Chancellor Angela Merkel defended her government against criticism that Germany's vaccine roll-out was too slow, saying that there had been good reason for Europe's modest pace compared to other regions.
Asking for more patience from a pandemic-weary public, she stuck to her government's pledge to offer all German adults a COVID-19 vaccination by the end of the third quarter.
She listed the decision to seek a regular, not an emergency, approval for vaccines in order to build public trust and the decision to stick to the prescribed interval between injections as reasons for the slower pace.
"The path has been slower at some points, but I think there were good reasons for this," she told journalists after a meeting with state leaders and representatives of pharmaceuticals companies and the European Commission.
The EU's civil service and European Union governments have been under fire for making slower progress in vaccinating their populations against the coronavirus than Britain, Israel and the United States, especially after key suppliers cut their delivery estimates.

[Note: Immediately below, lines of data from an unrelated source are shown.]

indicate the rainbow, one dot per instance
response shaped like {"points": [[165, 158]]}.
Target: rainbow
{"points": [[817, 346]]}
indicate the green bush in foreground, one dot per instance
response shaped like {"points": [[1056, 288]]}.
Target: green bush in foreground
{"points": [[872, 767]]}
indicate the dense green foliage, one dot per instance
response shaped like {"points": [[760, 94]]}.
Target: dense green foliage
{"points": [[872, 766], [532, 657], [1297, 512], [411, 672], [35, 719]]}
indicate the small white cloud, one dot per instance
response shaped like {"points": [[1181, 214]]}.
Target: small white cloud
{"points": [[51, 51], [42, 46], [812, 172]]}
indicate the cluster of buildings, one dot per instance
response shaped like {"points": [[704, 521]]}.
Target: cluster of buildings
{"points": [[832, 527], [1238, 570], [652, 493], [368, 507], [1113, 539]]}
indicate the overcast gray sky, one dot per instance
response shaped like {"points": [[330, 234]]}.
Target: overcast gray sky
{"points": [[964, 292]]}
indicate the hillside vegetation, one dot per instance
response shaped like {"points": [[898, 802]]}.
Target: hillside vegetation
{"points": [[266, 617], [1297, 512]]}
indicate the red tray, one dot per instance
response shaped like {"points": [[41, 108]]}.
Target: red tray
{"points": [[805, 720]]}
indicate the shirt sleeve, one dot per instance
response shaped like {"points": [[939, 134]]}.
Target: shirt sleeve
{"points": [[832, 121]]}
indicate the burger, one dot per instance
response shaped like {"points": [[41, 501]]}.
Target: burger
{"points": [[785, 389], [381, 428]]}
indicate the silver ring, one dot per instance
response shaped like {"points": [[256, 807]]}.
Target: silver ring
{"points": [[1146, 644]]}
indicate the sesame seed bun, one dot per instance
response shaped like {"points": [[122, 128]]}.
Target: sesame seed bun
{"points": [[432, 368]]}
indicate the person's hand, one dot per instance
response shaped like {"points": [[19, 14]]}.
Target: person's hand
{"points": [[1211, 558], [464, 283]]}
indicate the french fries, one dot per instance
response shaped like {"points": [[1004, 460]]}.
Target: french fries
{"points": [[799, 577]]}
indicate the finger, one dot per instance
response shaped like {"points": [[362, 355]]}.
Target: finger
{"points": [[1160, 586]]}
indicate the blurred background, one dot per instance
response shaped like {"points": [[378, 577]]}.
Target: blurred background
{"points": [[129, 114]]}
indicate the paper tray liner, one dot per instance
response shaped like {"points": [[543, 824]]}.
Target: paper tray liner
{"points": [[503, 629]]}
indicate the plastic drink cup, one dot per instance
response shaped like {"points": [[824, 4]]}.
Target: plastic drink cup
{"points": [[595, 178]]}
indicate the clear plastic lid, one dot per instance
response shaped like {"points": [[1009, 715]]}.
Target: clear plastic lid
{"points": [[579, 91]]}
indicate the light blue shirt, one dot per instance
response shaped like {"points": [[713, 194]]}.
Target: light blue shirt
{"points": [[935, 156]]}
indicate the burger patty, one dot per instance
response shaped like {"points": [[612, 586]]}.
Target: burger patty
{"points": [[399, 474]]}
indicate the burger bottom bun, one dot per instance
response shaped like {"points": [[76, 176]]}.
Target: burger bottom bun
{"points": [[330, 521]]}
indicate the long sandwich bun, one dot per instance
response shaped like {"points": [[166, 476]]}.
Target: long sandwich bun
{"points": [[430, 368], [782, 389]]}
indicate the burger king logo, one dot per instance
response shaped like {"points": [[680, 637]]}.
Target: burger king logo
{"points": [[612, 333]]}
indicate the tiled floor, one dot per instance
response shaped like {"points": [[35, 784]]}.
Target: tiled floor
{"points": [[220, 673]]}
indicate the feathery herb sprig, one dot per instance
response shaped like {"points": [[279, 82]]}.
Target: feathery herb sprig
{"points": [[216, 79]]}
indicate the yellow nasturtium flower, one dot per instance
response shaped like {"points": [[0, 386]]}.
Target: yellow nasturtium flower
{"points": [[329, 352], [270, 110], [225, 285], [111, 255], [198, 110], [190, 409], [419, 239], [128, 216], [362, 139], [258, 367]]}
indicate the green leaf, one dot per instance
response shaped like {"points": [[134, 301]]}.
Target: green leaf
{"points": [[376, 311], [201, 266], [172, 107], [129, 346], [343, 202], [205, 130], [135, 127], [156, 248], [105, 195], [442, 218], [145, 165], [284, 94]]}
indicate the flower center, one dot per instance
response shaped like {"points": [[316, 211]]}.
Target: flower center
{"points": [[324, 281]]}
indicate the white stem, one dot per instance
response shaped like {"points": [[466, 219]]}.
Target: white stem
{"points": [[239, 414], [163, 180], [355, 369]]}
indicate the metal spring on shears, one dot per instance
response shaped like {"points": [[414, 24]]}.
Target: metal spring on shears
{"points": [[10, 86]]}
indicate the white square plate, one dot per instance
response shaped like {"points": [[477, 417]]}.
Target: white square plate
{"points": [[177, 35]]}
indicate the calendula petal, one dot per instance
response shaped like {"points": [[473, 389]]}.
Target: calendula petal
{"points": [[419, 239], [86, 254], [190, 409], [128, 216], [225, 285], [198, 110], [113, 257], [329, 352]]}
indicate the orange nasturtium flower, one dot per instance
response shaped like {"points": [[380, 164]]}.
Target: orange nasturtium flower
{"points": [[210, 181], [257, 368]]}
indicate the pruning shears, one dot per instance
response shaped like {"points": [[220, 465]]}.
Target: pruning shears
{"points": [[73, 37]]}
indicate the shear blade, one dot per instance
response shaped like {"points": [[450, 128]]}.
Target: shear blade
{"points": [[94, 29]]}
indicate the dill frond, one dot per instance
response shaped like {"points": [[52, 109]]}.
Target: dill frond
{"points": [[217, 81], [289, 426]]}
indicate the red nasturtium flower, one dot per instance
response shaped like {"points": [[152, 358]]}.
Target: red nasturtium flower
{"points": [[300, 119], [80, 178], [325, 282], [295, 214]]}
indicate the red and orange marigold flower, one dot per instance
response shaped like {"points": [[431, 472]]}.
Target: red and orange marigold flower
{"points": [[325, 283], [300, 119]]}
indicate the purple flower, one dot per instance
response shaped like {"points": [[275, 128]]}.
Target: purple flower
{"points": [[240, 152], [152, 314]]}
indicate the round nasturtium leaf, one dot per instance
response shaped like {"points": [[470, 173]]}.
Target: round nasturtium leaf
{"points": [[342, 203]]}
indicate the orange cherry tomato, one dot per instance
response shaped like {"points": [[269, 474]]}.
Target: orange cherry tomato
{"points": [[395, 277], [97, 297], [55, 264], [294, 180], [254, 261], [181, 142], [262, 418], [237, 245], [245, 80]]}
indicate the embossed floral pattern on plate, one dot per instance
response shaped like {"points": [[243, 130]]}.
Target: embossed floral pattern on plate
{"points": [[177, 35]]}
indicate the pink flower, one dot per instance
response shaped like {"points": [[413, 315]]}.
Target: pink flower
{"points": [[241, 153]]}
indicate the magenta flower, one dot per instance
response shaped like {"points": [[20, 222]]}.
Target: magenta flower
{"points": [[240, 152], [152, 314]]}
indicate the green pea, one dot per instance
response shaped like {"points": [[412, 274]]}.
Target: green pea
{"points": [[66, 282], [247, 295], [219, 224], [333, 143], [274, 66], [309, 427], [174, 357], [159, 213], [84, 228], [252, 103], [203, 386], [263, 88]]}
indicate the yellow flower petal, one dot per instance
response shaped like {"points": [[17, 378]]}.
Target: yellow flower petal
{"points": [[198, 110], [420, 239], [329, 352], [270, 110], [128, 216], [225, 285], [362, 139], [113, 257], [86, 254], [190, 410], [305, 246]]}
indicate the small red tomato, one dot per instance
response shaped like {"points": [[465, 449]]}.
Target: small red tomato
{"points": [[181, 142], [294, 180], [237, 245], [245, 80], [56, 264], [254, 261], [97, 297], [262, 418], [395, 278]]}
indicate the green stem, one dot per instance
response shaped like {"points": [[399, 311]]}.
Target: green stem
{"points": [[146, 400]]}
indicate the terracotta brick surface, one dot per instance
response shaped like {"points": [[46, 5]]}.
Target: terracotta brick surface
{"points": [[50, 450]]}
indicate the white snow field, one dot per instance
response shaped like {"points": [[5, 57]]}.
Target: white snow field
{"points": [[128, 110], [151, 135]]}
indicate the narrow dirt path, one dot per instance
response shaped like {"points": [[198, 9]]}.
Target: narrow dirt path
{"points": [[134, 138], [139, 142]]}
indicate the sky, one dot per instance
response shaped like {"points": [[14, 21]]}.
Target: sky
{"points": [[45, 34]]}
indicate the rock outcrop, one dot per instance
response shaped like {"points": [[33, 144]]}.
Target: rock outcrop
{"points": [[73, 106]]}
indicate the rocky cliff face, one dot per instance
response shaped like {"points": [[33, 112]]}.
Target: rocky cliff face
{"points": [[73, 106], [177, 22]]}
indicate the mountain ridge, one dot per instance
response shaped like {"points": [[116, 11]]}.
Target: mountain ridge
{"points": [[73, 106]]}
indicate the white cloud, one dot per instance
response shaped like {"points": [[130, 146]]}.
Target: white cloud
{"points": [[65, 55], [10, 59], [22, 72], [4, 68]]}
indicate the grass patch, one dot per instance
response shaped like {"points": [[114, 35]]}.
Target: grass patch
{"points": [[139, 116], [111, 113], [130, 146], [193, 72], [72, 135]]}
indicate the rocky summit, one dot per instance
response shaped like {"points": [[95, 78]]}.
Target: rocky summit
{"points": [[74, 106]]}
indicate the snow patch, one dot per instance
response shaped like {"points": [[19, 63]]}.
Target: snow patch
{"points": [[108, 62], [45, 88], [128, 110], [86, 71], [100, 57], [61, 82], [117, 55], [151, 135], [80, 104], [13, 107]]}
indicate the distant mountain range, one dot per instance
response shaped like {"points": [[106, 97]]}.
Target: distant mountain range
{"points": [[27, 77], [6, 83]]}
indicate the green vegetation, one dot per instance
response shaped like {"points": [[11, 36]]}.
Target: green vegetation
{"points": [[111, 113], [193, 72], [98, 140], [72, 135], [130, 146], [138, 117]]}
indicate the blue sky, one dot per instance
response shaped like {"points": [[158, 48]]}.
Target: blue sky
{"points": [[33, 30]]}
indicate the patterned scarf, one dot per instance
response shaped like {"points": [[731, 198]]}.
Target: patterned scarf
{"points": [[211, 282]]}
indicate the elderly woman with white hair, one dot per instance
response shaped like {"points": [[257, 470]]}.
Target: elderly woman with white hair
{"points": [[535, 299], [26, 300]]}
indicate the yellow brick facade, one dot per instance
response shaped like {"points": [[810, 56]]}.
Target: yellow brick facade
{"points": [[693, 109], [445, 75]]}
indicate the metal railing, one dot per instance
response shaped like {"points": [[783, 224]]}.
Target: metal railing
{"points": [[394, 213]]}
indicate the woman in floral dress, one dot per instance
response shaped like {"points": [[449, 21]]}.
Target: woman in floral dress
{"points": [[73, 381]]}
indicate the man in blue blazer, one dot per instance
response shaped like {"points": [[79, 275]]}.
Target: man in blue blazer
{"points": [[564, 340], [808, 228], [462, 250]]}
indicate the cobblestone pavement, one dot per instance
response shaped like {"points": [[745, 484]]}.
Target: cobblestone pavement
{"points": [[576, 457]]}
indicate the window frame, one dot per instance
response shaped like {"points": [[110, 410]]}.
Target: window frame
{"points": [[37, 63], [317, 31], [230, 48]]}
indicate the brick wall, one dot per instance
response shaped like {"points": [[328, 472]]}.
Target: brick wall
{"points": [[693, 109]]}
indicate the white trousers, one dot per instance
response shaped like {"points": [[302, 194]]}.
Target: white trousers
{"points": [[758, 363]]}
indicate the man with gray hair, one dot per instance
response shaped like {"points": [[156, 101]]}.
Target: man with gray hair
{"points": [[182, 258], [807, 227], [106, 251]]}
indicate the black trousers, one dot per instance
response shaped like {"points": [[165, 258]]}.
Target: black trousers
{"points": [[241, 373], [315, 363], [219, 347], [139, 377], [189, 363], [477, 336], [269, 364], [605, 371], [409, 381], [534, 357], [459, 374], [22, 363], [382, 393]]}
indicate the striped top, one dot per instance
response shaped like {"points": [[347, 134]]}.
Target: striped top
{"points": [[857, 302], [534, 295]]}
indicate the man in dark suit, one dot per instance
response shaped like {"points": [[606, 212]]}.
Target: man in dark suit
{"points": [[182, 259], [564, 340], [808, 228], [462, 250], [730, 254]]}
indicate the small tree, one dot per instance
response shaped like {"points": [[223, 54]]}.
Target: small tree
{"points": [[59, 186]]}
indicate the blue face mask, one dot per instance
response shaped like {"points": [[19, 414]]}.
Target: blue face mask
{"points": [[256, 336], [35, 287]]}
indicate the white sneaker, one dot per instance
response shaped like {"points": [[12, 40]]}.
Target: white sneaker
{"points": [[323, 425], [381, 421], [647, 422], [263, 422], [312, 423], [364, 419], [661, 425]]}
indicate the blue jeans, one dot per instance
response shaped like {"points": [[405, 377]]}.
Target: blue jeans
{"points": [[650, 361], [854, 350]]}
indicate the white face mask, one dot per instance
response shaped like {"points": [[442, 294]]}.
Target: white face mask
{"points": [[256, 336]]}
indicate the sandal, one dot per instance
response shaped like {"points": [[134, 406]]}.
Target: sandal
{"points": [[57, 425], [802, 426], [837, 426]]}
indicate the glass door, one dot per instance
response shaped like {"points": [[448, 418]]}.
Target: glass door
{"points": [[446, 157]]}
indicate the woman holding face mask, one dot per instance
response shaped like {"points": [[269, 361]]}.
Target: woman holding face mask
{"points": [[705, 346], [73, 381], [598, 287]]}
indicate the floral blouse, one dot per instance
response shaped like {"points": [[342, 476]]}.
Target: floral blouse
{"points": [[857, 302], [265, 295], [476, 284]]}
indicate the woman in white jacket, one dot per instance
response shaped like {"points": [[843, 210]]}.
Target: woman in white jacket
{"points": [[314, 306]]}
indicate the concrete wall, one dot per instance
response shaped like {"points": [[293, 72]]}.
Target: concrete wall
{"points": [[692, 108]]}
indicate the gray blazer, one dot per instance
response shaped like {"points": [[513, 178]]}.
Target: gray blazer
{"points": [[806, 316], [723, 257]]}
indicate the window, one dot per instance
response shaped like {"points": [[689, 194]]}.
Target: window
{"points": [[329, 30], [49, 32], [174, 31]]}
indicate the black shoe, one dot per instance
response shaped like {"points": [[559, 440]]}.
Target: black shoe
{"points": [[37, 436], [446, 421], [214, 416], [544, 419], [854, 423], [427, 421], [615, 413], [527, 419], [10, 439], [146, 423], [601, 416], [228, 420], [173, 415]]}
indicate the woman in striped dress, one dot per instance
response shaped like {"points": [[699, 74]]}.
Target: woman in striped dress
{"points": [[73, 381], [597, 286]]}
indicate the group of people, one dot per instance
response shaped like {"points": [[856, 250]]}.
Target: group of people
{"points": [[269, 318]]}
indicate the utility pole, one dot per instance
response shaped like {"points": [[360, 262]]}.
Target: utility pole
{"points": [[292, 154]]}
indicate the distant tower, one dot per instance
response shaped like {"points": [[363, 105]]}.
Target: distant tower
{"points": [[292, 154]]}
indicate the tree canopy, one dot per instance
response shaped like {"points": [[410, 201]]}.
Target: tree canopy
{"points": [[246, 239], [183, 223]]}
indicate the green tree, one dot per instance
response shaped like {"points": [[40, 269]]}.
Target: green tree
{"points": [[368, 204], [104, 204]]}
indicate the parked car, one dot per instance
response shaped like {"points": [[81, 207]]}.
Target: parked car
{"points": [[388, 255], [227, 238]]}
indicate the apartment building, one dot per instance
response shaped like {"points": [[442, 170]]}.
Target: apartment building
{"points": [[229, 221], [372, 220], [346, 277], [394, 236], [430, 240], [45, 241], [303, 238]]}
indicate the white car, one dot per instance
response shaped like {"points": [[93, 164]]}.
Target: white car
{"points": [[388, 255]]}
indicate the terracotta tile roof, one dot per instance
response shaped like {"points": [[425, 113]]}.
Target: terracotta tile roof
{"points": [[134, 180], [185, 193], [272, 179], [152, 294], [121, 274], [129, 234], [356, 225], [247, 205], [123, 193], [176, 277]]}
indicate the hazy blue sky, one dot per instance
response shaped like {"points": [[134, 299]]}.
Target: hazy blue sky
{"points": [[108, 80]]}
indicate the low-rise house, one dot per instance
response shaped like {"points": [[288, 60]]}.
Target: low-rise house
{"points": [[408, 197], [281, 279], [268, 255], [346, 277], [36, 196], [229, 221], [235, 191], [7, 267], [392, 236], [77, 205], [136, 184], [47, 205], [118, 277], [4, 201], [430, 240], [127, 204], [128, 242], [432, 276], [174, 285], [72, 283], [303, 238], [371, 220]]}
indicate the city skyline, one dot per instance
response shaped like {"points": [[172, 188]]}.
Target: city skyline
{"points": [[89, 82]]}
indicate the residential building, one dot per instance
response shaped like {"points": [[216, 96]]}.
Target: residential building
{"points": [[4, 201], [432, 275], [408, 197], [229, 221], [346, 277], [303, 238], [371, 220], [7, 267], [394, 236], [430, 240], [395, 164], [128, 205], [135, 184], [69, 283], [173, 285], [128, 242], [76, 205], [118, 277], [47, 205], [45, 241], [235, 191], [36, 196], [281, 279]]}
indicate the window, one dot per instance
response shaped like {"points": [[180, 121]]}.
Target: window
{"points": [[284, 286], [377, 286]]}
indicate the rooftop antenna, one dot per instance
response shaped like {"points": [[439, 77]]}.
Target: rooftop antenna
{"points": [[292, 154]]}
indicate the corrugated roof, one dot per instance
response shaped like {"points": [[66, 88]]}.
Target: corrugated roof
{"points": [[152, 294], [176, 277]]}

But Merkel said that even in a scenario in which vaccines from Johnson & Johnson and CureVac did not turn up, Germany would be able to offer every adult a jab by the end of the summer. No child vaccine has yet been approved.
"It will remain tight in the first quarter," Berlin mayor Michael Mueller told the same news conference, while Bavarian premier Markus Soeder admitted that the wait would try the public's patience.
Merkel added that it was still unclear whether immunity would need to be renewed each year, and warned that there was no absolute certainty. A variant of the coronavirus could yet derail all plans.
"If, for example, a mutant occurs on which the vaccine does not work, then we start all over again," she said.